Cláudia Maria das Graças Chaves (Universidade Federal de Ouro Preto)

Daiane de Souza Alves (Universidade do Estado do Rio de Janeiro)

Na posição de ministro plenipotenciário do Império do Brasil e munido de plenos poderes, Felisberto Caldeira Brant Pontes de Oliveira e Horta, o marquês de Barbacena, recebeu a incumbência de representar os interesses de D. Pedro I na Europa na segunda metade do ano de 1827. Suas tarefas consistiam em promover, com o auxílio do imperador da Áustria, Francisco I, as convenções matrimoniais do segundo casamento do herdeiro de Bragança. Além disso, as instruções também previam que o marquês realizasse a entrega da princesa D. Maria da Glória à confiança do avô, repassando com isso o cumprimento das orientações destinadas ao infante D. Miguel. As instruções consistiam na sua nomeação como lugar-tenente e regente de Portugal, com o objetivo de zelar pelo Reino e pela Carta Constitucional portuguesa de 1826. Esse cargo seria ocupado durante a menoridade da princesa herdeira do trono e enquanto não se cumprissem as suas núpcias com a sobrinha (PEIXOTO 2022: 177).

Às ordens mencionadas se somavam a aprovação e execução de todos os assuntos tratados pelo plenipotenciário na Europa, além de um “crédito ilimitado” para executar as instruções recebidas (AGUIAR 1896: 315). A posição privilegiada assumida pelo ministro nos círculos de confiança de D. Pedro I pode estar associada à sua participação no reconhecimento da independência brasileira em 1825 e na formalização do primeiro empréstimo externo realizado pelo Império do Brasil com a praça de Londres. Importante ressaltar que o valor de três milhões de libras esterlinas angariado na praça de Londres pelos ministros plenipotenciários brasileiros Caldeira Brant e seu sócio Gameiro Pessoa foram amplamente utilizados na campanha no Sul pelo controle da província Cisplatina. Atuação também catapultada por Barbacena como general em chefe do Exército Imperial. O que envolveu também o reconhecimento português da separação política do Brasil em relação a Portugal e a renovação do tratado de Amizade, Comércio e Navegação de 19 de Fevereiro de 1810 com a Inglaterra.

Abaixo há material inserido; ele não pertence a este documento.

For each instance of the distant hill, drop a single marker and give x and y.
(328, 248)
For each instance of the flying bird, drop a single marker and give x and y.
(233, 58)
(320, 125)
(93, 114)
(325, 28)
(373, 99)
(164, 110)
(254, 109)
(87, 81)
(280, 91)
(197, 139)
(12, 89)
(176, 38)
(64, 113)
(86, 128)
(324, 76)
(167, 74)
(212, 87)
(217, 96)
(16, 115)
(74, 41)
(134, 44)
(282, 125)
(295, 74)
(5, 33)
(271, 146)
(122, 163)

Mineiro de nascimento, Felisberto Caldeira Brant Pontes de Oliveira e Horta, tem suas origens em um dos principais troncos familiares das Minas do século XVIII, os Horta, advindos da nobreza da terra paulista e envolvidos no comércio de diamantes (ALMEIDA 2007: 135). Passou parte da juventude na companhia de familiares em Portugal com breve passagem por Angola, de onde vieram suas experiências com os negócios escravistas, tendo participado de forma ativa no tráfico. Fato notável para quem seria alguns anos mais tarde autor da lei anti tráfico de 7 de novembro de 1831, ainda que fosse por questões políticas e que isso não significasse ser contrário ao escravismo. Sua fortuna se fez majoritariamente na capitania da Bahia, onde manteve sociedade com destacados negociantes e traficantes, aproximando-se ativamente da corte joanina ao encampar a instalação de uma filial do Banco do Brasil na capitania em 1817 e ao cooperar com a repressão ao avanço da Revolução de 1817 em direção ao território baiano (PEIXOTO 2013: 164).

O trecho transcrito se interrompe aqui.